– urgently marched into A&E and said ‘we’re having knee pain!!’ to the confused receptionist. i had to explain that it was only my knee and that he was just worried
– when asked to tag me in a meme of ‘what water are you?’, said ‘you are the ocean: home to all friends’
– loved ‘filthy gorgeous’ and, rather than learning the words, learned ‘all three parts in the song where they ring a triangle’

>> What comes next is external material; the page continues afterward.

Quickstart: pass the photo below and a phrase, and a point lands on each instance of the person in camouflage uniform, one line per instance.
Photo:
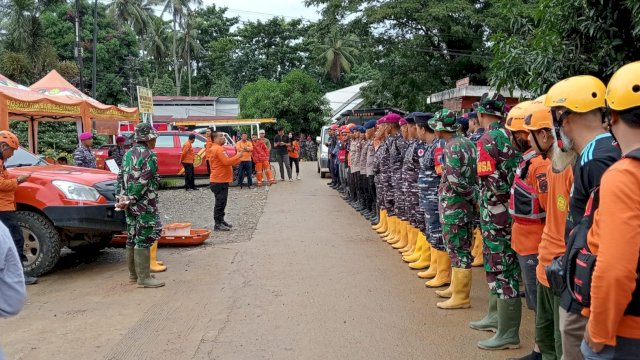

– after we had an argument about him not ‘getting’ my ADHD, i caught him halfway through a three hour playlist of lectures on ADHD, with a pen in hand, taking notes
– he suffered a TBI last summer and he did not like the orienting questions they ask (’what year is it? what day is it?’ etc). when asked ‘do you know where you are?’, he cracked one eye open and angrily said ‘in bed!’
– he played knack 2 and hated it. when i asked why he was still playing it, he said ‘so i never have to play it again’. he got every achievement and as soon as he got the last one he stood up, ejected the disc and returned it to the store
– lately he’s given up on making lunch so he just drinks huel which is a meal replacement shake, except huel is kind of boring so he sometimes puts nesquick strawberry powder in there
– my favourite drink is pepsi max. when asked about his dreams for the future, they often involve ‘being rich enough to find a way to pump pepsi max directly into our house’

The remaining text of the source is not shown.